The ground was hard, and he fell to his left, hard enough to knock the wind out of him, and his head slammed into the exposed rock.

Quick-release the harness strap clips. Release the seat kit… No pain. Shock again?

He could see his parachute, billowing and collapsing, and, bizarrely, his rubber life raft, bouncing over the scrubby ground.

It was turning into one lousy morning.

He didn’t come to until they lifted him off the ground, wrapped up in some kind of silver emergency blanket. He heard the whup-whup of chopper blades.

Here was Jake’s face, hovering over him.

“You’re okay, buddy,” Jake was saying. “You’re a hero.”

“Bullshit.” Christ, his voice was a croak.

“It’s true. The whole damn Canyon looks like a dried-out river bed,” said Jake. “Ledges, buttes of bedrock, gravel bars, teardrop hills, like a piece of the Mississippi delta. And you should see the IMAX images taken from the Space Station. We’re famous, man. We’re on TV.”

Garry grabbed Jake’s sleeve. “But the Seed, man. The Moonseed.”

Jake’s face split in a grin. “We stopped it. NASA said so, those sensors they have up there. It stopped spreading. Listen, you get yourself fixed. I got two shots of Jeremiah Weed lined up at Edwards already…”

Garry thought about the new volcanism he’d witnessed from the air: the deep wound the Moonseed had dug into the continent’s oldest, hardest rocks, that even the Colorado could only scratch, the silver patches there.

Maybe they had bought some breathing time, at least.

He knew his mother said efforts like this were only superficial. More about making people feel good, feel they were fighting back, than about canning the Moonseed.

But hell, maybe that was all anybody could do.

He wished he could do as much, by analogy, for his mother.

In the oily interior of the Chinook, he stared at the metal frame ceiling, until the rotors roared and he was lifted, and he closed his eyes.

19

Henry and the mission planners were receiving a briefing, by a quiet young military officer, on the systems they were installing to support the nuke.

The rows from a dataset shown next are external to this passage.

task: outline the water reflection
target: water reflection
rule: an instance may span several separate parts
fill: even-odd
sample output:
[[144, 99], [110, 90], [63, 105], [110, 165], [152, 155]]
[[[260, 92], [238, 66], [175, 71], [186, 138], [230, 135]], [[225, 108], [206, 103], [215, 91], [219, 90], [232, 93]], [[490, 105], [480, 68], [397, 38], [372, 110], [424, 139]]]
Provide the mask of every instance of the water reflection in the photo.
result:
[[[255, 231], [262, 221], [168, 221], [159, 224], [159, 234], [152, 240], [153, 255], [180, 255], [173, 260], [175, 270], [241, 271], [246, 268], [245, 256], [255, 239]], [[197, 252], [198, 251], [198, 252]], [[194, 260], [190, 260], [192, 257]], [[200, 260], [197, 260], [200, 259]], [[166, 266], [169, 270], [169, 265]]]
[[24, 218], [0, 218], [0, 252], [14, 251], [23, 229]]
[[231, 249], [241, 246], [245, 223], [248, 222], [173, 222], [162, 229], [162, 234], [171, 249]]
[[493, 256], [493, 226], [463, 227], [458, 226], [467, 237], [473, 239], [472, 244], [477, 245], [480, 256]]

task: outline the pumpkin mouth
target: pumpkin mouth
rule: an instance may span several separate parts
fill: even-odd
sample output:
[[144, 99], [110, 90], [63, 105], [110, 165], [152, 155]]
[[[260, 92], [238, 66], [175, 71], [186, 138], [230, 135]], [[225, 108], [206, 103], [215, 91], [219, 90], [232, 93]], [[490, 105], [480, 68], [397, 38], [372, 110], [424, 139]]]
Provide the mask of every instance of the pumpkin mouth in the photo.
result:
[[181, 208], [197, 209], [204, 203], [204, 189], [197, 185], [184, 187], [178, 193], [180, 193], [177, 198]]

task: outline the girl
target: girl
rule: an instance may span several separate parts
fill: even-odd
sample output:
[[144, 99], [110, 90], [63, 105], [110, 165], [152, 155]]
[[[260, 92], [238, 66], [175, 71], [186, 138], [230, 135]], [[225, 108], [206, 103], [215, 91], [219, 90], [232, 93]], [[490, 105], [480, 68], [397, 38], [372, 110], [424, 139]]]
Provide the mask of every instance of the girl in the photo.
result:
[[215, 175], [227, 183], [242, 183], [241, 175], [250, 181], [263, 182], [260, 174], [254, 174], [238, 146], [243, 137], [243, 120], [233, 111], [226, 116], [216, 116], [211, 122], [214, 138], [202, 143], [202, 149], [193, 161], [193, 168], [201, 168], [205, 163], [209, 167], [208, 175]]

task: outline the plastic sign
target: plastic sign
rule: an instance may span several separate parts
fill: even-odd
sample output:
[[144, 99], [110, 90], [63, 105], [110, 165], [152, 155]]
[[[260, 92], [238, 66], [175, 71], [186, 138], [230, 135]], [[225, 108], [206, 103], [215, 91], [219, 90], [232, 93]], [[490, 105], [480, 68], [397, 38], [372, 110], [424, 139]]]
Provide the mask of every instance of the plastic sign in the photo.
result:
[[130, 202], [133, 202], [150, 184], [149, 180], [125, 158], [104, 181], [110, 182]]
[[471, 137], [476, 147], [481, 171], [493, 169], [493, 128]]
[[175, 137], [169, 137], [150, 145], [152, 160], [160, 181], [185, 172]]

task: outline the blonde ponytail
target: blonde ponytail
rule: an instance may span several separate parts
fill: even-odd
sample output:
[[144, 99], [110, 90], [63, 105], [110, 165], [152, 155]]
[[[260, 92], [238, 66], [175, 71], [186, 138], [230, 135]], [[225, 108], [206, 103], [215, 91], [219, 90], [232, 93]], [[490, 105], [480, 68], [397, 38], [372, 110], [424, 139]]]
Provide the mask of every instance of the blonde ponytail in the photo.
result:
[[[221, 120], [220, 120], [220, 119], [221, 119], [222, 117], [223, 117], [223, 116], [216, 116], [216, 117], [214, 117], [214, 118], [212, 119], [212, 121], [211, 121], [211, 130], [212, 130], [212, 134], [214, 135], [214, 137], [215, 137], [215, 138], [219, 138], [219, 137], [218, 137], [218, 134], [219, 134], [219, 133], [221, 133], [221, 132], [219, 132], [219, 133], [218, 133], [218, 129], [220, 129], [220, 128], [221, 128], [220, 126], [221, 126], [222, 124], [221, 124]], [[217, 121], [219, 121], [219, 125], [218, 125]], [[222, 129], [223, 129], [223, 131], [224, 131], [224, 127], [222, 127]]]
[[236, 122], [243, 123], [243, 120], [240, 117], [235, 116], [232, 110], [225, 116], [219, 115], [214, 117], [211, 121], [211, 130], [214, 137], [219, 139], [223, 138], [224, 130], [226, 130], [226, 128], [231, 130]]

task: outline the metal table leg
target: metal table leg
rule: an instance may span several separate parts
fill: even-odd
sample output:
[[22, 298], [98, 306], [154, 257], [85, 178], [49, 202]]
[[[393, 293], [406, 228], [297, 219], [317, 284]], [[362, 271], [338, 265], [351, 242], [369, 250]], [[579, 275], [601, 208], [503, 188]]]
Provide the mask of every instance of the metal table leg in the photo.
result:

“We removed the code box, the permissive action link. For your purposes we engineered a time fuse and detonator and matched them with the warhead. You will have a timer, but you will be able to abort the detonation at any time up to the final moment.” The young man, earnest and soft-spoken, referred to the bomb as a “monkey’.

The nervousness this topic roused in the program managers and controllers and astronauts intrigued Henry. These were hardened, experienced people; why should the idea of carrying a weapon into space spook them so much?

Unless it was the very fact that a weapon was now deemed to be necessary.

Since the 1950s, if not earlier, the Solar System had been assumed to be an empty, barren place, a wilderness of gas and rock and ice, a stage on which man’s drama could be played out. A place to take a camera, not a gun. Now, suddenly, it looked as if that assumption was not true.

And they were scared…

That was when Henry got the message about some kind of problem at Torness.

He ran back to his quarters. There were several messages waiting for him, from academic contacts, the Scottish authorities, Blue Ishiguro.

Torness. He remembered the map he’d inspected with the Prime Minister. Twenty miles from Edinburgh, to the east; exactly along the route Jane said she was going to follow.

Since he told her to get out of Musselburgh he’d tried a slew of ways to get in touch with her, and had failed every time.